1 Prepare GCP and Install Hadoop - arwankhoiruddin/hadoopLab GitHub Wiki
Introduction
This is to help students on lab session of Real Time Analysis Course in Universiti Teknologi PETRONAS, Malaysia
Lab Goal
The goal of the lab is to learn and practice Hadoop installation. The hadoop version used is Hadoop 3.2.2, while the OS used is Ubuntu 18.04 LTS on Google Cloud Platform (GCP)
Prerequisite
Get GCP Ready
- Input your billing. If you are new, you will get $300 for free that you can use in GCP
- Create your first VM. Use the closest server to you (Singapore) so it will be fast
- Ensure that https access is chosen
- You can use any OS if you like. However, to make our lab easy (for easy debug), we will use similar OS for our lab, i.e. Ubuntu 18.04 LTS
Go to the VM via SSH
- You can use any SSH server (e.g. putty, terminal, etc)

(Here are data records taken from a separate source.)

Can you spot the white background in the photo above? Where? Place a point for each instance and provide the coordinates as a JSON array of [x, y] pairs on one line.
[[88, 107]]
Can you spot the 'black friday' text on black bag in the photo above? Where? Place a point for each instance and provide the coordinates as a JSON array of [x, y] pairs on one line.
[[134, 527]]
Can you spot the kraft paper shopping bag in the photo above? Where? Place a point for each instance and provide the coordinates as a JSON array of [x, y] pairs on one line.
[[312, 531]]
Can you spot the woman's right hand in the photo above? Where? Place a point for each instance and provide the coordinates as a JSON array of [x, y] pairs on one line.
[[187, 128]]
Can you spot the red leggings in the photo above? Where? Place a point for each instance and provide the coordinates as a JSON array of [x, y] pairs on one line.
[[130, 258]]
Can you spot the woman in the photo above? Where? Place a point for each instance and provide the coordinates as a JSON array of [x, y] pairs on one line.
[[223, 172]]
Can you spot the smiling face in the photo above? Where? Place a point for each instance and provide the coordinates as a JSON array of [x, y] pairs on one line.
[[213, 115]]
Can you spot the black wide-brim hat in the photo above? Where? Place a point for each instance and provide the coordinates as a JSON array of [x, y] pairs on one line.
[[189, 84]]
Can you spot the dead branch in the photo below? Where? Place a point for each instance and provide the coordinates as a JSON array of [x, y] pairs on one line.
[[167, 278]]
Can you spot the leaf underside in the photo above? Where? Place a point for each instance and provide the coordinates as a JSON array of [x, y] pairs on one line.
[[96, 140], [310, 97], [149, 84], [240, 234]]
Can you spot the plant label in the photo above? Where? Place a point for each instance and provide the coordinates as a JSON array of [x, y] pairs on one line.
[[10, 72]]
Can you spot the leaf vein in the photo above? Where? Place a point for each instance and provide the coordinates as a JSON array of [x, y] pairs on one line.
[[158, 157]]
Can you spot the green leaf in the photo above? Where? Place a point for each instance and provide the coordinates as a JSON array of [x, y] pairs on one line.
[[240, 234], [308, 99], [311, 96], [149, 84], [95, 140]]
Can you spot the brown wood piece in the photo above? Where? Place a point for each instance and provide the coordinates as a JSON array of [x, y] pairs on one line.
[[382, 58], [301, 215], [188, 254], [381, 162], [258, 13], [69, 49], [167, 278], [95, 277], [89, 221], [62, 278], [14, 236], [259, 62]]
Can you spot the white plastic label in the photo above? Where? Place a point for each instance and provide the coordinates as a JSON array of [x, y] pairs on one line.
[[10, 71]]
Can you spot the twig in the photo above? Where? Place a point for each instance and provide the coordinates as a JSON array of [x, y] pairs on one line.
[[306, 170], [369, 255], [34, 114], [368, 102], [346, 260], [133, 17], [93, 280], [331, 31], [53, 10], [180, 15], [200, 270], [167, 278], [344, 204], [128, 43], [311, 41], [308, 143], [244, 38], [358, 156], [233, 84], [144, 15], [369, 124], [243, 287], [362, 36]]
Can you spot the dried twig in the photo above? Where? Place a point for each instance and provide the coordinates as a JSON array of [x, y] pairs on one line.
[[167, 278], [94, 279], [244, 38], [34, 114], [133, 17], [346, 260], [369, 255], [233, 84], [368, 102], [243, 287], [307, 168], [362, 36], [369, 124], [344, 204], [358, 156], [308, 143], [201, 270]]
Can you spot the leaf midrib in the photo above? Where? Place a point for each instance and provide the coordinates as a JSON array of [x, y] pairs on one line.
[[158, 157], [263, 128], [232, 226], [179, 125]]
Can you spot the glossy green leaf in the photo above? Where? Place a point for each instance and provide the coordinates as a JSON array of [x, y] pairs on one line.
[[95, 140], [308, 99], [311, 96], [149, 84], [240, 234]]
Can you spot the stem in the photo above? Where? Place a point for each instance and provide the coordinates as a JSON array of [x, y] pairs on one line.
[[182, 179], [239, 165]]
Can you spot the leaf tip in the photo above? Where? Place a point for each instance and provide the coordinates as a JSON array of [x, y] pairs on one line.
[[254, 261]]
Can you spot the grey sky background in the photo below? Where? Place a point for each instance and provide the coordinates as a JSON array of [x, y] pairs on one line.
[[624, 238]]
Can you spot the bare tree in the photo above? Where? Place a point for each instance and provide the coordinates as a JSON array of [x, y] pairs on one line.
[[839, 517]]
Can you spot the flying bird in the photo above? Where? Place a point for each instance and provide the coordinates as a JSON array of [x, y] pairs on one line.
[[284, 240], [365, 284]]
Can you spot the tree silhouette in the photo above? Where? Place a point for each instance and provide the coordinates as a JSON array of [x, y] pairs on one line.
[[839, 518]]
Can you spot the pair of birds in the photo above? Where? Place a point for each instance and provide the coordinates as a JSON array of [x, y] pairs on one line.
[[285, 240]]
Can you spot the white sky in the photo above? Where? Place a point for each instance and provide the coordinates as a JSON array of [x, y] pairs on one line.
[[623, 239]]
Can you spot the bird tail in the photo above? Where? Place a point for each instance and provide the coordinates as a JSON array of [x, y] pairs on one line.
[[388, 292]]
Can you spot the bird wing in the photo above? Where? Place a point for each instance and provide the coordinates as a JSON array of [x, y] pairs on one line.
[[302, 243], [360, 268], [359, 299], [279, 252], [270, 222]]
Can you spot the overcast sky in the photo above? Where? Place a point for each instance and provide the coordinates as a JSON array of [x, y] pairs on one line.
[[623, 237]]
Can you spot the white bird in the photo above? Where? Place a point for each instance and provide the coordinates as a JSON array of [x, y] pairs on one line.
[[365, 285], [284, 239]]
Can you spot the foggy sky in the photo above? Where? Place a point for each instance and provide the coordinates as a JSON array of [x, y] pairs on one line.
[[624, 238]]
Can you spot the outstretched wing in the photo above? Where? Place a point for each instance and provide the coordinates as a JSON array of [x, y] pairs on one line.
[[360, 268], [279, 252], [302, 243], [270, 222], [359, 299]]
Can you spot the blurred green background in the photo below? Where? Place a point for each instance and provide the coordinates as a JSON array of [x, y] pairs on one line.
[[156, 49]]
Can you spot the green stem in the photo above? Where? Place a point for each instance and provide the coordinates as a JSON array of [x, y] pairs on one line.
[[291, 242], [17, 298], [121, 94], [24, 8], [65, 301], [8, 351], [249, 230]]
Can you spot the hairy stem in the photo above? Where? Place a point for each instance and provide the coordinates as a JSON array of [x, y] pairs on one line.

- However, GCP provides a very convenient environment for accessing the VM. We can use just our browser! :D
Install Java
Check if java is installed by running this command
java -version
If you find this:
Command 'java' not found, but can be installed with:
apt install default-jre
apt install openjdk-11-jre-headless
apt install openjdk-8-jre-headless
Ask your administrator to install one of them.
Then install it using the following command
sudo apt-get install default-jre
Download and Install Hadoop
Run this in command
curl -o hadoop-3.2.2.tar.gz https://downloads.apache.org/hadoop/common/hadoop-3.2.2/hadoop-3.2.2.tar.gz
Now extract
tar xvfz hadoop-3.2.2.tar.gz
Set JAVA_HOME
Find where java is installed
which java
You may find it produce the following path
/usr/bin/java
Now set the JAVA_HOME in Hadoop setting to where java is installed
nano hadoop-3.2.2/etc/hadoop/hadoop-env.sh
Press CTRL+W to find this line export JAVA_HOME
. Remove the comment (#) in that line, then add the java path. So it will become like this
export JAVA_HOME=/usr
Notice that we don't include the /bin/java
path when we run which java
command
Check If Hadoop is installed
./bin/hadoop
If you can run it, then you have your Hadoop in a local (standalone) mode.
Congratulations!
This concludes our lab tonight
See you tomorrow :D